In August, Wired reported that DOGE associates at HUD, led by Christopher Sweet, were developing a tool called SweetREX Deregulation AI designed to quicken the process of reviewing and revising regulation. SweetREX can identify regulations that are not required by statute, draft altered regulations, and sort public comments on proposed changes to federal regulations. Sweet said that the tool was primarily built around Google's Gemini LLM.

The Office of Management and Budget (OMB) has tasked former DOGE employee Scott Langmack with creating custom AI applications to "accelerate the elimination of the excess regulation constraining American business."

===Downsizing of the federal workforce===

====Hiring freeze and firing====
Trump issued a memorandum titled Hiring Freeze on his first day in office. The memo asks the OMB director to submit a plan to reduce the size of the federal workforce, in consultation with the director of OPM and "the Administrator of the United States DOGE Service". The next day, Charles Ezell, the acting administrator of OPM, ordered federal agencies to close their DEI programs by 5 PM EST the following day. Scott Kupor was nominated to fill Ezell's role on a permanent basis. Ezell asked employees to report those who would hide programs "by using coded or imprecise language". On January 27, a memo was sent instructing OPM employees to work on-site full-time. Investigative journalist Molly White found that metadata on some of these memos indicated that they were ghostwritten by Noah Peters and Thomas Shenk, both with Project 2025 ties; Peters is also a DOGE member.

Ezell sent a memo to federal agencies on the first day of Trump's second term reminding them that they can bypass the Merit System Protection Board rights when terminating new hires. He then gave them the work week to send Amanda Scales a list of all probationary employees. On February 13, 2025, OPM advised agencies to terminate most of an estimated 200,000 probationary workers. Following the guidance, layoffs cascaded across HHS, the Federal Aviation Administration, and the National Nuclear Security Administration.

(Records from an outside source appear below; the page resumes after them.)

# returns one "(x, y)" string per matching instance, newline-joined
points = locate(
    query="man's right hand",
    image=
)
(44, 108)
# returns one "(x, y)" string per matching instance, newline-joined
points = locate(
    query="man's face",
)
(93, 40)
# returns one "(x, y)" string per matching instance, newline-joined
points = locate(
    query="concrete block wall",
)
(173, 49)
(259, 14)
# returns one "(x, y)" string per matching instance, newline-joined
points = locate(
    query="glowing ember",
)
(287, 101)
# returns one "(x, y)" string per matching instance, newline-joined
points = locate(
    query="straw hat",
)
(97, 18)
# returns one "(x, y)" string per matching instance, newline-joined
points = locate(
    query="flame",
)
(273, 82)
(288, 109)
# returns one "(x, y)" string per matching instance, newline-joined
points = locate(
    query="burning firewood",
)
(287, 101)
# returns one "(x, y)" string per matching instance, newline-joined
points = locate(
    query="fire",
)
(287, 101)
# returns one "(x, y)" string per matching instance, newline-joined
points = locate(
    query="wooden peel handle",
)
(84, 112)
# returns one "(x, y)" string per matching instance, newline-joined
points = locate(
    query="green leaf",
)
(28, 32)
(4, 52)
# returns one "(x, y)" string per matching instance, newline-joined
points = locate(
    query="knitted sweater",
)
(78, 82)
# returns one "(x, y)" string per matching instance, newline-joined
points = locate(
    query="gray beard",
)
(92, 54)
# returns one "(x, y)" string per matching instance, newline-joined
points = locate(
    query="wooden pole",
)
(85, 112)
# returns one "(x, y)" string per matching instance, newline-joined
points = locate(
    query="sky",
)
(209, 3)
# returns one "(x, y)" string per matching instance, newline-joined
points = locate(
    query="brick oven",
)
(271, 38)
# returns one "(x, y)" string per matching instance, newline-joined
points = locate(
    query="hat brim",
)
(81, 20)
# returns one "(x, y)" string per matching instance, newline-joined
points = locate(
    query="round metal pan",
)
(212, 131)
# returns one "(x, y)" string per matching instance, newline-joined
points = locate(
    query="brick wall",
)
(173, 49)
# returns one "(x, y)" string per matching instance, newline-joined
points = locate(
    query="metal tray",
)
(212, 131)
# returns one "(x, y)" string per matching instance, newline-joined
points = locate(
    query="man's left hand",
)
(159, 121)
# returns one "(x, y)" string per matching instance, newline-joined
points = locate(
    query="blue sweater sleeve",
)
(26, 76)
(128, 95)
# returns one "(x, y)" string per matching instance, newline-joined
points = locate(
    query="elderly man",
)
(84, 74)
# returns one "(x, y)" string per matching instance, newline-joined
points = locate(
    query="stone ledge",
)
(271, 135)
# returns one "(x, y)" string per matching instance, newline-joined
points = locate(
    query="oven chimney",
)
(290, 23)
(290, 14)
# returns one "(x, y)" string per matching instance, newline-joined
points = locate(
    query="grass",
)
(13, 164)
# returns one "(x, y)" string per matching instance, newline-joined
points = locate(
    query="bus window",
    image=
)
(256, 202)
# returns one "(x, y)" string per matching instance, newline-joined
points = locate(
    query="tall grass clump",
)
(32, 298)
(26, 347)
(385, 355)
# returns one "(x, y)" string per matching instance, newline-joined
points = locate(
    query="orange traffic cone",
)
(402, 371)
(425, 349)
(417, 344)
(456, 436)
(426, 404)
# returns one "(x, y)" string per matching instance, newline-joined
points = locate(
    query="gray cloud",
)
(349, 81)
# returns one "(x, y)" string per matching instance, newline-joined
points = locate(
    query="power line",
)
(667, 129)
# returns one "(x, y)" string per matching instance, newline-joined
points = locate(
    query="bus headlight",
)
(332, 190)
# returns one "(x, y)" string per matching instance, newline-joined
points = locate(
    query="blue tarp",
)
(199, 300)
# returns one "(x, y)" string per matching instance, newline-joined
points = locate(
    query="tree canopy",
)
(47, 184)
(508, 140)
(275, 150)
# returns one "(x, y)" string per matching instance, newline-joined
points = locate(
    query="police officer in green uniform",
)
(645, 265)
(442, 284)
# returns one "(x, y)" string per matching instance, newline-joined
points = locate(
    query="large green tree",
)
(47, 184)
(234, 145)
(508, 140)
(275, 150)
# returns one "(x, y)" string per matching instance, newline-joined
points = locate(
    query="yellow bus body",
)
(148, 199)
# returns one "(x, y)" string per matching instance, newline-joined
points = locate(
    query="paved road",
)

==== "Fork in the road" and "Five things" emails ====

DOGE used OPM systems to create the hr@opm.gov address and email all federal employees. On January 28, OPM introduced the deferred resignation program, in which federal employees who resigned by February 6 would receive salary and benefits until September 30. The program was introduced in an email with the same subject line, "Fork in the road" which Musk used shortly after taking over Twitter. By the deadline, roughly 75,000 employees had taken the offer. A PDF version of the offer added that workers who accept the buyout offer need to waive their right to legal action.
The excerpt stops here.